These days, it seems that car loan terms get longer and longer. Many people leave the dealership having signed for an 84-month loan, which is generally a bad idea. That said, you don’t have to stick to the loan term. You can pay more each month and pay off your auto loan before the loan term reaches its end. While paying more than your monthly minimum can sometimes be tough, there are major benefits to doing it. With so many people taking out longer loans, we thought it worth it to take a closer look at why paying down your car loan early is a smart practice.
Paying Early Reduces the Amount of Interest You Pay Overall
The biggest benefit of paying more money than the minimum each month and working towards paying off your loan early is that you’ll pay less interest over time. The additional money you pay towards the loan goes towards the principle, which is what your interest is calculated off of. This means if you make payments to lower the principle each month, you’ll pay less overall for the car once you have paid off the loan, and you won’t pay for the car for as many months either.
The Balance gives an excellent example using a $15,000 car loan. If your loan has a 7 percent interest rate over a five year loan period, you would end up paying $2,821 in interest by the end of the loan. That’s if you only paid the minimum payment. If, however, you pay an additional $50 per month you could reduce the amount of money you pay in interest by $487 and your car loan by 10 months. It definitely pays to pay in advance.

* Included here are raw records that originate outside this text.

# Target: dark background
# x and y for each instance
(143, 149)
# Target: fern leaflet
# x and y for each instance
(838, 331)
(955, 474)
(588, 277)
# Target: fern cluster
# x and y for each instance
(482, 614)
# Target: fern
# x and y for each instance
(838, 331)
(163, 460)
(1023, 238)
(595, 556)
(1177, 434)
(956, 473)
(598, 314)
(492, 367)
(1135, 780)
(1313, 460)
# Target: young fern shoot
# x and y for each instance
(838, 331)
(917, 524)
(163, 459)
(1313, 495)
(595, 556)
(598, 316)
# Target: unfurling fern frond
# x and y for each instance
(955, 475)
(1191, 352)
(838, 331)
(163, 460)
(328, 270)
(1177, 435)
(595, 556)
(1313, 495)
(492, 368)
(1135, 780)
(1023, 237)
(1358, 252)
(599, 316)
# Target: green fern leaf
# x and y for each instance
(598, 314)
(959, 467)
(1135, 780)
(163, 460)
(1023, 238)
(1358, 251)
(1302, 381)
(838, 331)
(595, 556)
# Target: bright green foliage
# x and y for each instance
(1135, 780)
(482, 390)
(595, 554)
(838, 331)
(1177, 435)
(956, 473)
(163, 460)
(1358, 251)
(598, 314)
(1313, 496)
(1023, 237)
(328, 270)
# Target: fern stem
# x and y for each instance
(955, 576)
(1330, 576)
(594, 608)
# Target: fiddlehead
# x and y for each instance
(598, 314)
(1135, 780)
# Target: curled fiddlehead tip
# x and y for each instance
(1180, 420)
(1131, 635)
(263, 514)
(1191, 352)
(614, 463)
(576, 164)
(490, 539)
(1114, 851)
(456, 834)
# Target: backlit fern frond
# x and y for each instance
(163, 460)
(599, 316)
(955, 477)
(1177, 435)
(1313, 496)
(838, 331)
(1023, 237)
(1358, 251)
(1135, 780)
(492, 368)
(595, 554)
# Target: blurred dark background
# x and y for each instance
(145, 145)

Once It’s Paid Off, You Can Rethink Your Auto Insurance
Car insurance is a major motoring expense for most of us. Quality car insurance isn’t cheap, and if you have a financed car, you’re likely paying for full coverage. Many lenders require you to keep full coverage on the car while you’re paying it off. However, once you pay off your auto loan, you can rethink your auto insurance a little.
In some cases, by the time you pay off your car loan, it might not make sense to keep full coverage on your vehicle. It depends on the vehicle you have, its value, and your personal preferences on coverage. We’re not suggesting you go all the way down to the state minimum coverage, but once you pay off your car, it’s smart to talk with your insurance agent to see if it makes sense to reduce coverage a little bit.

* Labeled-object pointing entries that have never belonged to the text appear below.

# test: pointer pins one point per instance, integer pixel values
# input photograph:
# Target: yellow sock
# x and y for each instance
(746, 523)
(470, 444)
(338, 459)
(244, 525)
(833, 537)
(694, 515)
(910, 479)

Lower Debt-to-Income Ratio and Peace of Mind
If you pay off your auto loan you’ll have a lower debt-to-income ratio. This ratio is important for if you’re interested in making a big purchase, like a house or another car. Lenders like to see people with a low debt-to-income ratio and good credit score because it shows they have plenty of funds to handle the loan they wish to take out.

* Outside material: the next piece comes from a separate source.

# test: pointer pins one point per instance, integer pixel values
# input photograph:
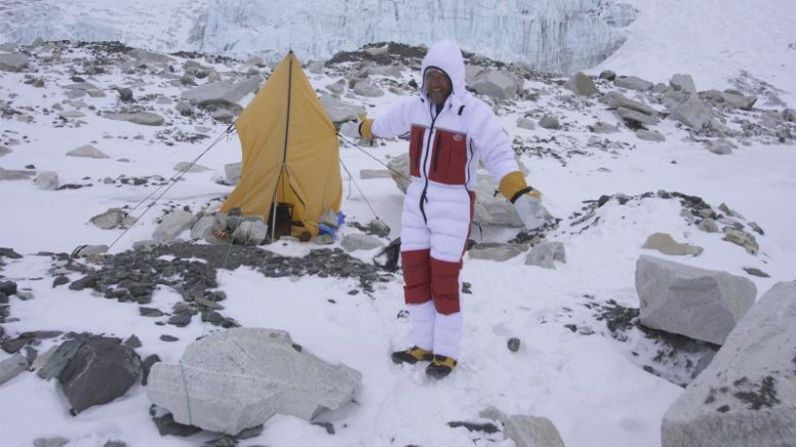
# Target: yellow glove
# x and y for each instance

Also, having a low debt-to-income ratio is just nice for your peace of mind. When you’re not worrying about how you’re going to make your car payments or pay off other debts, you’ll be less stressed and free to invest or spend money however you want. Paying down your car loan sooner than the established loan period means you’ll have more time to spend your money as you see fit.
How to Pay Your Car Loan Early
Paying off your car loan early sounds great, but it’s difficult to do. It’s hard to take the extra money you have and put it towards your car loan instead of using it for entertainment, clothing, or some other purchase you’d like to make. That said, in the long run, you’ll be better off, so here are some techniques you can use to pay down your auto loan early.
- Create a Budget That Supports Paying It Down Early
If you don’t have a monthly budget, you should create one. When creating your budget, make sure to account for paying more for your auto loan. If your loan payment is $300, consider budgeting for $350 or more.
- Round Payments Up
Car loan payments aren’t usually nice round numbers, so why not round up? If you have a car loan payment of $363 every month, consider rounding it up to the nearest hundred dollars and pay $400 a month, if possible.
- Make One Big Annual Payment
If you don’t want to make additional payments each month, consider setting extra money aside. Then at the end of the year, you can plop down a large sum on the loan. This is also a good idea if you get a big tax return or a bonus of some kind. Instead of spending it on a vacation or a new wardrobe, spend it on your car loan. Big payments like this can really change your monthly minimum payment.
Some Types of Auto Loans Won’t Benefit as Much From Early Payments
One scenario where it doesn’t really make sense to pay off your auto loan early is when you have a pre-computed auto loan. With this type of loan, the interest and principal portions of each payment period are predetermined. This means if you pay early, you won’t actually pay less interest. This eliminates one of the biggest advantages to paying early.
Also, some auto loans come with prepayment penalties. This means if you pay off your loan before the decided loan period, you would have to pay additional fees. In this case, it usually makes sense to just stick to your loan repayment schedule.
A smart practice in the case of pre-calculated loans and loans with prepayment penalties is to simply take that extra money you would like to put towards the loan into a savings account. That money can be used to save up for your next vehicle.